A philanthropic gift is an odd bargain between donor and the public. A curmudgeon who, say, hates everything except money, power and control learns that he must through estate tax give up 50% of what he owns for redistribution, not only to the Armies of Freedom, but to the undeserving poor whose starving children encumber the wheels of his Escalade. Waxing wroth, and receiving good counsel, he makes a big gift to a private charitable foundation that he, as he sees it, can control from the grave. While his philanthropic goals may be rudimentary or nonexistent, while he may even be a sociopath, he may visualize a society, not unlike a banana republic in which the rich and their lackeys rule a plundered nation with unhindered hand. Fate, or Fortune, however, intervenes; the foundation is taken over in time by those who actually have a social conscience, and funds are used, say, to promote campaign finance reform, and so frustrate the founder's plutocratic ambition. The Vanity of Human Wishes comes to mind. God or the fates make monkies of us all. And the bargain struck by a curmudgeon for crafty, self-interested reasons, actually ends up saving the body politic from mean-spirited rich people like him. God works in mysterious ways.
Yet, those who lackey wealth, and would have it prevail on every front, cry foul! Martin Wooster, Bill Schambra, and Mark Tapscott among others would protect the dead curmudgeon's intention without ever raising the larger question of the public interest, a question that may well not have interested the founder either. Yet the public is party to the gift, since it granted tax benefits to the donor.
My thoughts as a practitioner are:
Donors should think carefully how to work their will.
Donors should think even more carefully about elevating their own ideals.

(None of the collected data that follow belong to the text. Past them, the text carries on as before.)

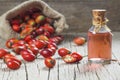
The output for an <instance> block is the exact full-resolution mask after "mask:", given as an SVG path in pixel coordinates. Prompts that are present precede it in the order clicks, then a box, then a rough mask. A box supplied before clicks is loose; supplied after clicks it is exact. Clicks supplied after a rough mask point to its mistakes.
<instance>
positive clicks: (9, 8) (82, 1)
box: [0, 0, 120, 33]
mask: <svg viewBox="0 0 120 80" xmlns="http://www.w3.org/2000/svg"><path fill="white" fill-rule="evenodd" d="M24 1H26V0H0V14H3V13H5V12H6V11H8V10H10V9H12V8H14V7H15V6H17V5H19V4H21V3H22V2H24ZM43 1H45V2H46V3H47V4H48V5H50V6H51V7H52V8H54V9H55V10H57V11H58V12H60V13H62V14H63V15H65V17H66V19H67V23H68V24H69V25H70V28H69V30H67V31H64V33H67V32H75V33H78V32H86V31H87V30H88V29H89V27H90V26H91V23H92V14H91V10H92V9H96V8H104V9H106V10H107V17H108V19H109V20H110V22H109V23H108V26H109V27H110V28H111V29H112V30H113V31H120V18H119V16H120V14H119V13H120V9H119V7H120V0H43Z"/></svg>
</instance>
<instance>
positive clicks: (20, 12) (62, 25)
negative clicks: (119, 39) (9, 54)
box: [0, 0, 68, 43]
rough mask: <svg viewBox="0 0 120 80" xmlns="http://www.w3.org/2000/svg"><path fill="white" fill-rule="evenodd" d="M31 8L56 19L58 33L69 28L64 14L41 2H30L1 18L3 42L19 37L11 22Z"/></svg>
mask: <svg viewBox="0 0 120 80" xmlns="http://www.w3.org/2000/svg"><path fill="white" fill-rule="evenodd" d="M31 8H39V9H40V10H41V11H42V13H43V14H44V15H45V16H47V17H50V18H53V19H55V22H54V24H53V25H54V27H55V28H56V32H57V33H60V32H61V31H62V30H63V29H64V28H68V25H67V24H66V20H65V17H64V16H63V15H62V14H60V13H59V12H57V11H55V10H54V9H52V8H51V7H50V6H48V5H47V4H46V3H45V2H43V1H41V0H29V1H26V2H23V3H22V4H20V5H18V6H16V7H15V8H13V9H11V10H9V11H7V12H6V13H4V14H3V15H2V16H1V17H0V39H1V40H2V41H3V40H4V41H5V40H7V39H9V38H12V37H18V36H19V34H18V33H16V32H14V31H13V30H12V29H11V26H10V24H9V20H10V19H11V18H14V17H15V16H17V15H19V14H21V13H23V12H25V11H27V10H29V9H31ZM2 43H4V42H2Z"/></svg>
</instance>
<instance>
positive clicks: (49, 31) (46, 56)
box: [0, 8, 82, 70]
mask: <svg viewBox="0 0 120 80" xmlns="http://www.w3.org/2000/svg"><path fill="white" fill-rule="evenodd" d="M53 22H54V20H53V19H51V18H49V17H47V16H45V15H43V14H42V12H41V11H40V10H39V9H38V8H32V9H30V10H28V11H26V12H25V13H23V14H20V15H18V16H16V17H14V18H12V19H11V20H10V24H11V28H12V29H13V31H15V32H17V33H19V34H20V38H19V39H17V38H11V39H9V40H7V41H6V47H7V48H8V49H10V50H12V52H14V53H15V54H16V55H21V57H22V58H23V59H24V60H25V61H27V62H32V61H34V60H35V59H36V57H37V55H38V54H39V55H41V56H43V58H44V63H45V65H46V66H47V67H48V68H52V67H54V65H55V63H56V60H55V59H54V58H52V56H53V55H54V54H55V52H56V50H57V48H58V47H57V45H58V44H59V43H60V42H62V41H63V36H61V35H55V34H54V33H55V28H54V26H53V25H52V24H53ZM12 52H9V51H8V50H6V49H0V58H1V59H3V60H4V62H5V63H6V65H7V66H8V68H10V69H13V70H15V69H19V68H20V65H21V63H22V62H21V61H20V60H19V59H17V58H16V57H15V56H14V55H13V54H11V53H12ZM58 53H59V55H60V56H61V57H62V59H63V60H64V61H65V62H66V63H74V62H79V61H80V60H81V59H82V56H81V55H80V54H78V53H76V52H73V53H71V52H70V51H69V50H67V49H65V48H60V49H59V50H58ZM70 53H71V54H70Z"/></svg>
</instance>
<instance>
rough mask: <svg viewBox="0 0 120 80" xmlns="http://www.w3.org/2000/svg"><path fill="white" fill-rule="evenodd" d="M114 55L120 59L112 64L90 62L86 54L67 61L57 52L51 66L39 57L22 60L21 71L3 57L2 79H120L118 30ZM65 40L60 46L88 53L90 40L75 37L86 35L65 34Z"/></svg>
mask: <svg viewBox="0 0 120 80" xmlns="http://www.w3.org/2000/svg"><path fill="white" fill-rule="evenodd" d="M113 34H114V36H113V42H112V52H113V54H112V58H113V59H116V60H118V61H112V62H111V64H106V65H103V64H90V63H88V61H87V57H84V58H83V60H82V61H80V62H79V63H75V64H66V63H65V62H64V61H63V60H62V59H61V58H60V57H59V56H58V53H57V52H56V54H55V56H53V57H54V58H56V65H55V67H54V68H52V69H48V68H46V67H45V65H44V59H43V57H41V56H40V57H38V58H37V59H36V60H35V61H34V62H26V61H24V60H23V59H22V58H21V57H20V56H17V57H18V58H20V59H21V60H22V62H23V63H22V66H21V68H20V69H18V70H10V69H8V68H7V66H6V65H5V63H4V62H3V60H0V80H120V76H119V74H120V55H119V54H120V45H119V44H120V36H119V34H120V33H119V32H114V33H113ZM63 35H64V36H65V40H64V41H63V42H62V43H61V44H60V45H59V46H58V47H59V48H60V47H66V48H68V49H70V50H71V51H72V52H74V51H75V52H78V53H80V54H81V55H83V56H84V55H87V43H86V44H84V45H83V46H76V45H75V44H74V43H73V42H72V40H73V38H74V37H75V36H84V37H86V33H81V34H78V33H77V34H75V33H74V34H72V33H71V34H63Z"/></svg>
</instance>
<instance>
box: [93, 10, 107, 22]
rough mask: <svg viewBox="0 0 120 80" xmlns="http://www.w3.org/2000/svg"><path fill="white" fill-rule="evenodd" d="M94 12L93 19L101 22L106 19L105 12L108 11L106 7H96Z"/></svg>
mask: <svg viewBox="0 0 120 80" xmlns="http://www.w3.org/2000/svg"><path fill="white" fill-rule="evenodd" d="M92 13H93V21H94V22H95V23H96V24H101V23H103V22H104V21H105V13H106V10H105V9H94V10H92Z"/></svg>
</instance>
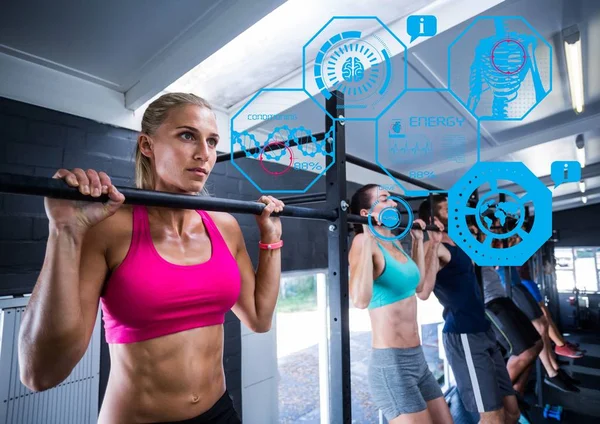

The donor's intentions can be small-minded, crabbed, selfish, or blind. The proper role of a good advisor is not just to serve as shill or servant, but to be a kind of Morals Tutor, providing a corrective lash. Or at least every King needs a Clown among the Courtiers. And the Kingdom deserves no less.
As the miscreant, on an endorphin high, his face streaming with tears of joy, kisses the lash, so must the donor, but even more so must those who give nothing much at all.
What is sad is to see people as intelligent as Tapscott, Wooster and Schambra whose highest ideal seems to be making the case for the rich and honoring their intentions no matter how debased and degrading they might be. Their ideal of a good foundation is one in which money works for money forever, dribbling grants to scribblers to pen these wealth-serving screeds with tax favored dollars, at the expense of the general public who are screwed twice: Not only do they give up the tax dollars, but what they get in return is plutocratic propaganda.
I realize that I have just left myself open to a disquisition (via Freidman and Hayek) on how serving the rich is serving us all. I would be happy to post that essay, if Bill Schambra wants to write it, at Rooster Foundation: Crowing in the New American Century. Candidia would be honored and so would Smoky Joe. Unfortunately, it is not a paying gig. Some things we do for the good of all. In fact, if Bill is busy, I will write it myself, if he can fax me the talking points from Headquarters.